While nanoparticle penetration has been studied through a number of imaging modalities, not many studies have focused on mechanical characteristics of tissues. As we discussed, the structural composition is one of the crucial factors defining tissue characteristicssuch as drug resistance. Methods to correlate mechanical characteristics and nanoparticle transport properties are yet to be fully investigated. In particular, the measurement of the elastic modulus allows for a simple, straight forward means for quantitative tissue analysis. Since the first successful report of the Young's moduli of multi-cellular spheroids by Jaiswal et al., a few studies have reported on the mechanical characteristics of spheroids [200,201]. Measurements of elastic moduli or more detailed structural analysis of tissues will be a new direction for the study of nanoparticle penetration and transport.

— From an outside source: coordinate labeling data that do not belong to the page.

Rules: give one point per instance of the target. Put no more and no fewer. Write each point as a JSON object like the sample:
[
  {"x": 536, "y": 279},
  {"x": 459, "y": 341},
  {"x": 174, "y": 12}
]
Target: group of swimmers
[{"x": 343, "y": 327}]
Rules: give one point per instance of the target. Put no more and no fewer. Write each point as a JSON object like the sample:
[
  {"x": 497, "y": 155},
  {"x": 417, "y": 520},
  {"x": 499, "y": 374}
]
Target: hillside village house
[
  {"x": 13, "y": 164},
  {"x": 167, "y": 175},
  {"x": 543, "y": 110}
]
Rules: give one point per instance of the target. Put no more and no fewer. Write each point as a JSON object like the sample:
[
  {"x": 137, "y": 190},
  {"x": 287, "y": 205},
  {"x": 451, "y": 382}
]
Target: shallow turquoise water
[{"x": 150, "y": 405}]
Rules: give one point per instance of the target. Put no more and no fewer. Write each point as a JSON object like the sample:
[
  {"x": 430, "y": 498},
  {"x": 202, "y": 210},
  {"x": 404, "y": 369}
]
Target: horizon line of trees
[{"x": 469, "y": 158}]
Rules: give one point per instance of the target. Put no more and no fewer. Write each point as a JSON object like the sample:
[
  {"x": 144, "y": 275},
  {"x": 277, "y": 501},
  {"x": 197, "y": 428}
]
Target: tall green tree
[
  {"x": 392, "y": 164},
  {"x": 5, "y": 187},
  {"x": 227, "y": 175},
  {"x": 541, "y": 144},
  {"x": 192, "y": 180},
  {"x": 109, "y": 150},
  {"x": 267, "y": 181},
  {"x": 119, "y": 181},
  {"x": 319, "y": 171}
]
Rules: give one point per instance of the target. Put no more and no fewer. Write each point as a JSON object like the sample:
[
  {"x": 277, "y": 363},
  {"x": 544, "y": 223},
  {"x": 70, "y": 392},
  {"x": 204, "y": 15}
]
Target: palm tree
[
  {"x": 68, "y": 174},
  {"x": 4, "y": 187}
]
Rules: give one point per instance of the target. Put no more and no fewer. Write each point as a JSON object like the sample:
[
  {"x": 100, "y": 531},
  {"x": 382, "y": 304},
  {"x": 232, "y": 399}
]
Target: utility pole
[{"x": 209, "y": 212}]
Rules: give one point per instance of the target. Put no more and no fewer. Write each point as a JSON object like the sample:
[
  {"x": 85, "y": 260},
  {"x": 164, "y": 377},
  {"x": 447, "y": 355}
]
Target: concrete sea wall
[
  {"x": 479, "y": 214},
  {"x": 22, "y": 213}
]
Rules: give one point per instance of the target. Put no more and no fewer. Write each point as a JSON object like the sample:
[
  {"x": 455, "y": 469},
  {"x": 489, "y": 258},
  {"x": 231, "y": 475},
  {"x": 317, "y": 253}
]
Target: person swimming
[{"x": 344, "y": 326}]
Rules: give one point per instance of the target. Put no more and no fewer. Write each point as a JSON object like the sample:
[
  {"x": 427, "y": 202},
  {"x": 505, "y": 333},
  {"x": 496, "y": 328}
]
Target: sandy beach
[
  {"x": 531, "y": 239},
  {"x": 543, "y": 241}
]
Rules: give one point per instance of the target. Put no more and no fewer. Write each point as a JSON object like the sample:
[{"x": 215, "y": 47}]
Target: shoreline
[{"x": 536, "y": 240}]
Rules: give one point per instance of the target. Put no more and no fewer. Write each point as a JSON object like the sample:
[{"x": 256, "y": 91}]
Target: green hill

As more complex bio-engineered tissues being proposed, understanding and characterization of tissue heterogeneity are becoming a more important subject. For example, it is known that the interaction between tumor cells and tumor-associated fibroblast cells is one of the factors that define the cancer drug resistance. Fibroblast cells promote ECM remodeling and stiffening which may reduce the penetration of nanoparticles and induce drug resistance. Jaiswal et al. studied a method of imaging the elasticity map of a tumor cell-fibroblast co-culture spheroid [202]. Another example as we discussed earlier is the presence of the blood-brain barrier (BBB) that affects the delivery of therapeutic agents to the brain. Ho et al. studied nanoparticle delivery in a brain tumor spheroid coated with endothelial cells to study the role of a blood vessel as a barrier [203]. In vitro assays that can investigate structural heterogeneity in 3D tumor models will be a useful tool to study the interaction between different types of cells.

Declaration of competing interest

The authors declare no conflict of interest.